16 MiB recordsize?!?!?!?! <--- clickbait punctuation marks for the algorithm

winnielinnie · September 11, 2024, 1:10pm

I never noticed this on TrueNAS Core 13.3, until I decided to create a new dataset.

16m-recordsize

I know that this has already been available to ZFS, but now it’s exposed by the GUI?

Is this an oversight, or does iXsystems believe that 16-MiB recordsize is considered tried-and-true to allow for datasets on a TrueNAS server?

For those using SCALE, does the drop-down also make 16M available?

I’ve had phenomenal results with pretty much all of my datasets using 1-MiB recordsize, which was the highest available level (in the GUI) for TrueNAS Core 13.0 and prior.

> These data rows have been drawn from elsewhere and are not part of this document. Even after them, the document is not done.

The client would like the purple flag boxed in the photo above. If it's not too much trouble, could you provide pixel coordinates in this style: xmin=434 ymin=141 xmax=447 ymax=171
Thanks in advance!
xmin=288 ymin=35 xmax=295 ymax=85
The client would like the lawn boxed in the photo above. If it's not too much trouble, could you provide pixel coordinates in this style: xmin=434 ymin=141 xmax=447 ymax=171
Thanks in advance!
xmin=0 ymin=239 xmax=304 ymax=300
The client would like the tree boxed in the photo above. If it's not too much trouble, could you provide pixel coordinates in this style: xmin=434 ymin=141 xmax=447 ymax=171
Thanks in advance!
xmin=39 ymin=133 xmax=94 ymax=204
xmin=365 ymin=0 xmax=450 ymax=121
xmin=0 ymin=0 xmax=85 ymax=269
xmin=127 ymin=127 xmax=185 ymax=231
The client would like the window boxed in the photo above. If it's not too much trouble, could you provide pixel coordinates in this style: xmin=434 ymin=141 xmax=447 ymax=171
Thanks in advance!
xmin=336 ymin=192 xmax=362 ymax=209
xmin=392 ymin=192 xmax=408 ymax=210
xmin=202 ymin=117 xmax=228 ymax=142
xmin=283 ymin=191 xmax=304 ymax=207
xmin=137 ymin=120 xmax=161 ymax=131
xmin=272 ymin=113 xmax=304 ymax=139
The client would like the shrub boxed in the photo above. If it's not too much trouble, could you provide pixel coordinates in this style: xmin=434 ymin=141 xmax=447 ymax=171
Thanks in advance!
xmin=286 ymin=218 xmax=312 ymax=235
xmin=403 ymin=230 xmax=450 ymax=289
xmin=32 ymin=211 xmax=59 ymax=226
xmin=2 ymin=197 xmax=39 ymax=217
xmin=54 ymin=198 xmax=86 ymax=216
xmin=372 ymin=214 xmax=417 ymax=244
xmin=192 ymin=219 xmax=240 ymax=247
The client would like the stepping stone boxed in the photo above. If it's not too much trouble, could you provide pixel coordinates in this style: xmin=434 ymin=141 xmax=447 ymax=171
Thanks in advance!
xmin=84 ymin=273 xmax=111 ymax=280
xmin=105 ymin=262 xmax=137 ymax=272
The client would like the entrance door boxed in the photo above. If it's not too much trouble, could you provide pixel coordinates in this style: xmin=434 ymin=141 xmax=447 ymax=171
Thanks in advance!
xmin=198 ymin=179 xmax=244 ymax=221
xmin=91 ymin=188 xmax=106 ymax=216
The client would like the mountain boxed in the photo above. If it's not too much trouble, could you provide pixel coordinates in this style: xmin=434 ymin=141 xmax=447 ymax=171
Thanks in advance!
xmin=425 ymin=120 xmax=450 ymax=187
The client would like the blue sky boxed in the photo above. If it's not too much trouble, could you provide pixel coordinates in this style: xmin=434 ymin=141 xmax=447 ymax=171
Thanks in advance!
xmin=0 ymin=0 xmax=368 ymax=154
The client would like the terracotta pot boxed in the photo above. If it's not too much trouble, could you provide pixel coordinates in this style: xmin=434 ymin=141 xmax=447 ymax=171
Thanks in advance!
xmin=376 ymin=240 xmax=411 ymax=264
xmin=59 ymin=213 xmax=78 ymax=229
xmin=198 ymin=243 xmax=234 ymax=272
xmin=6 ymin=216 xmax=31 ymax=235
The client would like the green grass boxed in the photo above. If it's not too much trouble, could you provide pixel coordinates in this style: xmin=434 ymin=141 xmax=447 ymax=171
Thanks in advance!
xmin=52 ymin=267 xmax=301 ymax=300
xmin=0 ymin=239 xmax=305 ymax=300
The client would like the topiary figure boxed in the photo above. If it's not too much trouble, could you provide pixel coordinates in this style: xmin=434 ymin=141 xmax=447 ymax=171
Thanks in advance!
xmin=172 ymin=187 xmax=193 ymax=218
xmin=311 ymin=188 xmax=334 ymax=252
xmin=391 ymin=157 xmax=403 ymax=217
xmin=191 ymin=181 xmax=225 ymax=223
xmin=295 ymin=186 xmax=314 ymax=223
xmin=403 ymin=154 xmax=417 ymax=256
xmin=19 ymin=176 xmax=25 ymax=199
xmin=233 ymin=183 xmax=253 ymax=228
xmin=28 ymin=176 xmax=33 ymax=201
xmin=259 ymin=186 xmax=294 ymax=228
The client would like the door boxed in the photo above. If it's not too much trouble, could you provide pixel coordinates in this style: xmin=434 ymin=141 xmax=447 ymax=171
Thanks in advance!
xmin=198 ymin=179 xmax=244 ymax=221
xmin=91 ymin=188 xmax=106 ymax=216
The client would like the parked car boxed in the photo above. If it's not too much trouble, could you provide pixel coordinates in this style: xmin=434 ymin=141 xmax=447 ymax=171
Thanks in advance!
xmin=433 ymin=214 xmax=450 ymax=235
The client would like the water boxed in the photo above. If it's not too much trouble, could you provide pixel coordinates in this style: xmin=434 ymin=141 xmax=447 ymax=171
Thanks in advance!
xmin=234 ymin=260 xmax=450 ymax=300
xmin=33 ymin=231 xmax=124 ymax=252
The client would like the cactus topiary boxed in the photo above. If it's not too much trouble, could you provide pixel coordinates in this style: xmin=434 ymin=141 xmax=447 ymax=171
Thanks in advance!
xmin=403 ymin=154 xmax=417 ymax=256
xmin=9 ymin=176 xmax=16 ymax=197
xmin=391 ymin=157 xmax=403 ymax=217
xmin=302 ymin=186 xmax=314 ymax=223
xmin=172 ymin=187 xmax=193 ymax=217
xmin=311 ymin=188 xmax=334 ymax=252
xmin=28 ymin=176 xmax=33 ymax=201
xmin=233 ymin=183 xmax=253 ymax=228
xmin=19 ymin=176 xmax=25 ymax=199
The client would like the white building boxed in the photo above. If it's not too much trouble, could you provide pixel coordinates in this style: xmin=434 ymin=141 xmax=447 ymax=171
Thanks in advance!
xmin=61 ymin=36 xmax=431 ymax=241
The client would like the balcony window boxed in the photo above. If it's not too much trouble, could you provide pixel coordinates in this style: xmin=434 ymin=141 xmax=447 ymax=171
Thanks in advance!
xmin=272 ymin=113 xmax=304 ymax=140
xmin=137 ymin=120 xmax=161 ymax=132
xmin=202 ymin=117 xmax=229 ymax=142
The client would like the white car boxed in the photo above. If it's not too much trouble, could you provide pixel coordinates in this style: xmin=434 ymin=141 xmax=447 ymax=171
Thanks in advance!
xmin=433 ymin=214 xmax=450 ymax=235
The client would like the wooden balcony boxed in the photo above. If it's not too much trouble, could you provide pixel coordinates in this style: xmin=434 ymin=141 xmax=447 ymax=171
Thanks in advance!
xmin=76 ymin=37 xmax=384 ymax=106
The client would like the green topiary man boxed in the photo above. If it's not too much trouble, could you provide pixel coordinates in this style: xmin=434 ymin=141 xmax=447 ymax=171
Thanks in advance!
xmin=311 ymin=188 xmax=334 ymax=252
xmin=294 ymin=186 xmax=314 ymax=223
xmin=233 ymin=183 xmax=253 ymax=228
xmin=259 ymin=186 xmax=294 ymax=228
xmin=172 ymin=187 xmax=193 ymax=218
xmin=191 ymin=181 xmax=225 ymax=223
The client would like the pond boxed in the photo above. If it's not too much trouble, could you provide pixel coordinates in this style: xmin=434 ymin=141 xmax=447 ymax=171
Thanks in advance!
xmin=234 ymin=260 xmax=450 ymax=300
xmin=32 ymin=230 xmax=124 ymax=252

Is there an obvious caveat I’m missing that would cause performance and efficiency issues by setting it to 16M? Because of inline compression, no files will consume an additional ~16 megabytes due to “padding”. So a 500 KiB file will consume approximately 500 KiB. The same is true for a 2 MiB file, a 10 MiB file, and so on. Nor will a 33 MiB file consume 48 MiB on the storage medium. It will consume 33 MiB, as expected. (First block, 16 MiB. Second block, 16 MiB. Third block, 1 MiB, as the padding of zeroes are compressed to nothing.)

So talk me out of this! Tell me why I shouldn’t set the recordsize to 16M? Trample on my dreams, why don’t you?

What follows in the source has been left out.